Invoke-RestMethod http://127.0.0.1:3000/api/health | ConvertTo-Json -Depth 6

Expected result:

  • runtime.status is online.
  • semantic.local.enabled is true.
  • semantic.local.models includes gemma3:12b and gemma3:1b.

6. Verify Live Gemma Integration

$env:PROMPT_REFINER_ACCEPTANCE_BASE_URL = 'http://localhost:9000/v1'
npm.cmd run acceptance:gemma:live

Expected result:

Live semantic acceptance passed for gemma3:12b and gemma3:1b at http://localhost:9000/v1.
Semantic acceptance passed: gemma3:12b -> gemma3:1b and outage provider fallback.

Warnings such as HTTP 503 for gemma3:12b and fetch failed during the outage section are expected. They prove fallback and outage paths are being exercised. The command must still exit successfully.

7. Verify Packaged Runtime Directly

npm.cmd run acceptance:package-runtime

Expected result:

Package runtime smoke passed: installed universal-refiner-8.0.0 and served /api/health on <port>.

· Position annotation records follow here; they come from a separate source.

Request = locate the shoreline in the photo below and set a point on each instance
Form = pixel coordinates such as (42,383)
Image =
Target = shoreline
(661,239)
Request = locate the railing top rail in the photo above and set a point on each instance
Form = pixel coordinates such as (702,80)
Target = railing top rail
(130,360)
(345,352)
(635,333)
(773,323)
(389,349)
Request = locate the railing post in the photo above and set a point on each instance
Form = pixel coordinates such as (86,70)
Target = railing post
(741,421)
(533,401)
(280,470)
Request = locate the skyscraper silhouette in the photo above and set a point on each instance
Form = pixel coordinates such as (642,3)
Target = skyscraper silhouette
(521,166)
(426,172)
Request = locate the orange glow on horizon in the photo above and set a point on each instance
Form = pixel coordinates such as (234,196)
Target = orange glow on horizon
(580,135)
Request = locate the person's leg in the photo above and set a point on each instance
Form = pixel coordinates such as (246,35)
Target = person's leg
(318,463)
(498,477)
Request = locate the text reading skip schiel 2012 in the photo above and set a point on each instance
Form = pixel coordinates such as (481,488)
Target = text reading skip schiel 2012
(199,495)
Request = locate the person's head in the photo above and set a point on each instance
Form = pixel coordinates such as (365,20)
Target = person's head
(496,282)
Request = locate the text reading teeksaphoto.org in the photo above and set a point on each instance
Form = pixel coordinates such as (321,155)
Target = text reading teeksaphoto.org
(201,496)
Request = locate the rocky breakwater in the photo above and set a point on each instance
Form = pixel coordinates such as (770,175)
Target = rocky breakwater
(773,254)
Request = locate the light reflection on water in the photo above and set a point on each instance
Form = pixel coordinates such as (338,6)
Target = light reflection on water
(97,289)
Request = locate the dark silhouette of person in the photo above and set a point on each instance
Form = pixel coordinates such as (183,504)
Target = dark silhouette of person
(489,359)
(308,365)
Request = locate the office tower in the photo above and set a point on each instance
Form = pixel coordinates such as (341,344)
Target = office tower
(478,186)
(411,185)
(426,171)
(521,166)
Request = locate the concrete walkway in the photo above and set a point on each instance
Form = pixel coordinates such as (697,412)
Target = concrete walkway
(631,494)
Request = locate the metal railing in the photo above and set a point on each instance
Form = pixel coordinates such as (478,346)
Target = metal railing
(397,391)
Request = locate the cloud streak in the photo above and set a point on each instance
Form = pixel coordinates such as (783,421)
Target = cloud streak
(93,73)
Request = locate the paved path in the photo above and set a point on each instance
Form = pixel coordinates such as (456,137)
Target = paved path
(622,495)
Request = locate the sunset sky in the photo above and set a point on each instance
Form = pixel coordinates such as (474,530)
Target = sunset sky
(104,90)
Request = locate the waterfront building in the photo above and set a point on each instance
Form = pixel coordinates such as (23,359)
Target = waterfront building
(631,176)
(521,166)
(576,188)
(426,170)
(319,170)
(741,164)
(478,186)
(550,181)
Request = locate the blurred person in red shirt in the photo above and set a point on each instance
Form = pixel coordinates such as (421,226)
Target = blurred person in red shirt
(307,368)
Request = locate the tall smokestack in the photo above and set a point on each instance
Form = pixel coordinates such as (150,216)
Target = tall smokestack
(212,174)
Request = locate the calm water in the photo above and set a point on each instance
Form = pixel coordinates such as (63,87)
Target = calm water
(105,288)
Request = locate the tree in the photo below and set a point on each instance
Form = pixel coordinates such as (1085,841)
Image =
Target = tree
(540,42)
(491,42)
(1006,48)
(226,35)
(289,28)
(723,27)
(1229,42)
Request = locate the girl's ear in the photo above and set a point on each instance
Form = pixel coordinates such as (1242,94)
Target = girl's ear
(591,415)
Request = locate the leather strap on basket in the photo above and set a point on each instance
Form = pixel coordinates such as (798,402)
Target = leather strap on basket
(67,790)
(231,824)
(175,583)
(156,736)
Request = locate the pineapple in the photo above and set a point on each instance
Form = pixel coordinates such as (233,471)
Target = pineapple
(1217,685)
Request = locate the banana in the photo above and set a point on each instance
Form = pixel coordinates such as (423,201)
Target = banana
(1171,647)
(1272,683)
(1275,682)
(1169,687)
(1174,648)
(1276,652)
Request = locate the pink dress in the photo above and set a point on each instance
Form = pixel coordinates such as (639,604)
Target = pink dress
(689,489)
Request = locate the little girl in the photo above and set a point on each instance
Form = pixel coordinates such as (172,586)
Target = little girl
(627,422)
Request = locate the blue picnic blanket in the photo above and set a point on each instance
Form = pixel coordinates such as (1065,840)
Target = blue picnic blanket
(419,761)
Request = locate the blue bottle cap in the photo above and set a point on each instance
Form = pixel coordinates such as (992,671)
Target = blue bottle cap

This catches missing production dependencies that are hidden by the local workspace.

8. Confirm GitHub CI

After pushing a branch and opening a pull request:

gh pr checks <PR_NUMBER> --repo Coding-Autopilot-System/Promptimprover
gh run list --repo Coding-Autopilot-System/Promptimprover --branch <BRANCH_NAME> --limit 10

Expected result:

  • build-and-test passes.
  • Both acceptance matrix jobs pass.
  • stress passes.
  • windows passes.
  • supply-chain passes.
  • release-gate passes.

Remote CI is the authoritative proof for Linux and Windows clean-checkout behavior.

9. Document New Tests

Every production feature or bug fix should update this guide when it changes how the product is verified.

Use this checklist:

  • Add or update tests at the smallest useful boundary.
  • Add acceptance or stress coverage for cross-process, CLI, MCP, SQLite, or packaging behavior.
  • Update the release gate matrix when a new script becomes part of the release contract.
  • Update the current verified baseline after the branch is merged and CI is green.
  • Keep limitations explicit. A green gate proves declared checks passed; it does not prove unknown future failures are impossible.

Known Limitations

  • Live Gemma verification depends on a local or external OpenAI-compatible model endpoint. The deterministic release gate covers provider fallback without requiring the operator's live model server.
  • MCP tool availability depends on the hosting client exposing a healthy MCP transport. If a live lint_prompt or refinement call closes its transport, restart the MCP runtime and rerun the global registration doctor before treating the CLI as healthy.
  • External CLI hook behavior depends on each client supporting hooks and trusting the current workspace. Codex currently uses MCP-first operation rather than transparent prompt lifecycle interception.
  • "100% coverage" means every currently included deterministic production line, branch, statement, and function is covered. It does not mean every possible integration, environment, timing, or future regression is impossible.